Expect a bumpy ride for the next couple of years.
That is what third-term Guelph Mayor Cam Guthrie said in his speech to city council at Tuesday’s inaugural meeting at city hall. With the proposed legislation by the province on new housing, Guthrie expects it will stretch out what remaining resources the city has left.
“I think coming out of the pandemic exposed a lot of issues,” said Guthrie after the meeting. “A lot of what we do in the city is wrapped around capital work: infrastructure, repair, replace, or build new. With the constant inflationary issues, labour shortages, material issues, those will play out over the next couple years.”
Guthrie was the first to be sworn in by clerk Stephen O’Brien then the 12 councillors took their turns collectively.
One of the seven returning councillors, Rodrigo Goller, echoed Guthrie’s comments especially around the proposed legislation regarding housing.
“I think we are going to have a difficult time doing what is being proposed,” said Goller. “But looking at the council that we have, I think we are positioned well to have very fruitful discussions, conversations, and find a path forward that benefits the city.”
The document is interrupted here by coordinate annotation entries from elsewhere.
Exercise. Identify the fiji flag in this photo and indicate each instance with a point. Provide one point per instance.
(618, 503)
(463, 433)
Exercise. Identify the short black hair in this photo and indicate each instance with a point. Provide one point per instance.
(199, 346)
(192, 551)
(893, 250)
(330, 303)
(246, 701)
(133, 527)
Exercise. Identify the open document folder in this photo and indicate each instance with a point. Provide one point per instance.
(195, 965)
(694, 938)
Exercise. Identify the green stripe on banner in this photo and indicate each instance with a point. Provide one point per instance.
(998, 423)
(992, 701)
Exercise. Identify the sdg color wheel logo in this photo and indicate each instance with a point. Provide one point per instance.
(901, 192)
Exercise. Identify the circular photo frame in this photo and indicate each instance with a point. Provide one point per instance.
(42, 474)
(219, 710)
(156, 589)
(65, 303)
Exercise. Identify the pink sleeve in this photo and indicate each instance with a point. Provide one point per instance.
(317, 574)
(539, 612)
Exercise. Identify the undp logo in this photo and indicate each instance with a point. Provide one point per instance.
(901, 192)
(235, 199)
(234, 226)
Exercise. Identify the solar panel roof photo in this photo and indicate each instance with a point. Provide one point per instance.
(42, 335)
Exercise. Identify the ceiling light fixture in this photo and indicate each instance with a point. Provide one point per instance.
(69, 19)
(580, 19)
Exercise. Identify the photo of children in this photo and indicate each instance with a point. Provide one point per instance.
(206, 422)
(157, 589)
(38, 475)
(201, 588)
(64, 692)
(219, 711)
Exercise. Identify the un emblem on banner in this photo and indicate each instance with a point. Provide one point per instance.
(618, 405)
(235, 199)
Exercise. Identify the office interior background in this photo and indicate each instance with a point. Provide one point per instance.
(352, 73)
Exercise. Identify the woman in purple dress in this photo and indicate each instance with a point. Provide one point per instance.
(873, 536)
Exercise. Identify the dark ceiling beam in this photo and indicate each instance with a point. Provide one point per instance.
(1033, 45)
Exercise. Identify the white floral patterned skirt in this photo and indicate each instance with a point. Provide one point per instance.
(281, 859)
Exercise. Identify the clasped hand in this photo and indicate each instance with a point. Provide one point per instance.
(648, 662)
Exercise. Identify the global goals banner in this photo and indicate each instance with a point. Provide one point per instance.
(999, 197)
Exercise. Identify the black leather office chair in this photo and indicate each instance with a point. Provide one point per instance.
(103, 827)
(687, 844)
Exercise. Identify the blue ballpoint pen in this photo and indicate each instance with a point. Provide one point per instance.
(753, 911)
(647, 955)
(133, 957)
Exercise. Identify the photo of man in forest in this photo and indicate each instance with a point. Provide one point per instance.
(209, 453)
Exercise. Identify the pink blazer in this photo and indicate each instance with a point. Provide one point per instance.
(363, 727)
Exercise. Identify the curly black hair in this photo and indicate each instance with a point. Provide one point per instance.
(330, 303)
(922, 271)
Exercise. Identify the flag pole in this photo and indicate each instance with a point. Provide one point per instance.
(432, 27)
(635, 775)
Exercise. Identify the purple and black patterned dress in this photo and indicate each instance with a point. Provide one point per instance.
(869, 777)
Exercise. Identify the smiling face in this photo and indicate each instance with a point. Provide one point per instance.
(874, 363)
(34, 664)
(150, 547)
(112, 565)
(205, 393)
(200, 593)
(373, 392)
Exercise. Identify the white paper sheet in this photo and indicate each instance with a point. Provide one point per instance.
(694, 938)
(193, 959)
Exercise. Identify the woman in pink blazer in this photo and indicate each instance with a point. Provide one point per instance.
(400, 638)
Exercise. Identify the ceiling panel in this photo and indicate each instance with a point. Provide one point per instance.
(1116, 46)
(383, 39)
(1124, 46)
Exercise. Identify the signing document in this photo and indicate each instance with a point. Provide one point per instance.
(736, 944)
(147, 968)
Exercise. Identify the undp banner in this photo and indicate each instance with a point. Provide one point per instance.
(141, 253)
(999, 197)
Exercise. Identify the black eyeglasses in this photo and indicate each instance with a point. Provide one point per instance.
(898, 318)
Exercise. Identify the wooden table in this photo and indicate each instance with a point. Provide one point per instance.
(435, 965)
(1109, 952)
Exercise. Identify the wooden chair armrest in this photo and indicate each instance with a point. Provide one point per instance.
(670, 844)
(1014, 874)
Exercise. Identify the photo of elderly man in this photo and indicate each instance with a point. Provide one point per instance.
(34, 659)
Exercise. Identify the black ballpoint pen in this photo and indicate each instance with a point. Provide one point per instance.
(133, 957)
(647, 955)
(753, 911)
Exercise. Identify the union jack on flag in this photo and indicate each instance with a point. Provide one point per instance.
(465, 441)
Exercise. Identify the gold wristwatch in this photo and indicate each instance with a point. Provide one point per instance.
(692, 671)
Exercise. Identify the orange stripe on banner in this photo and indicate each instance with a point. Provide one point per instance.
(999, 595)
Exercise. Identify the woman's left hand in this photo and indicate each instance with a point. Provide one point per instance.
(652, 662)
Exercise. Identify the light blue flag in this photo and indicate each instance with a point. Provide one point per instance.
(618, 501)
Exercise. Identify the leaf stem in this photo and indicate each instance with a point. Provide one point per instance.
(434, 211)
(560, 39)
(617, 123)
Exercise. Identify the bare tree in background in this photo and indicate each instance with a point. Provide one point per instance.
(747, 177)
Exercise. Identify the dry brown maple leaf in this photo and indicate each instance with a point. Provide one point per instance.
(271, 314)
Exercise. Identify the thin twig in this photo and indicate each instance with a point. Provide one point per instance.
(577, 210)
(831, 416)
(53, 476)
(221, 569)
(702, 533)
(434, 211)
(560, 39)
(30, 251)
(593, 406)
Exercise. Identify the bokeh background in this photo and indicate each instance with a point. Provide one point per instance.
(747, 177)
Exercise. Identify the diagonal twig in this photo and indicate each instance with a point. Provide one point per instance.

Councillor Ken Yee Chew, one of five who are new on council, said, “We have big fight ahead of us just to see how we can respond to the province in light of new legislation regarding housing and how it will impact the city and the city staff directly. So we have our work cut out for us.”
Another point that Guthrie wanted to get across during the meeting is unity.
“None of us are better than the other,” said Guthrie. “We are Team Guelph. And that is why it is important to acknowledge the new councillors that and I know that the eight of us that are returning are going be welcoming them and helping them along the way.”
“Our constituents, our citizens don’t see beyond ward boundaries, they see Guelph as Guelph,” Yee Chew said. “It all starts with the culture of unity and I think we can get a lot done.”
Guthrie believed as mayor, it was important to have him address the two main points in his inaugural speech to the councillors that will be making important decisions over the next four years.
“Disagreements are fine, but we will not choose division. I think it was important for me to set that tone.”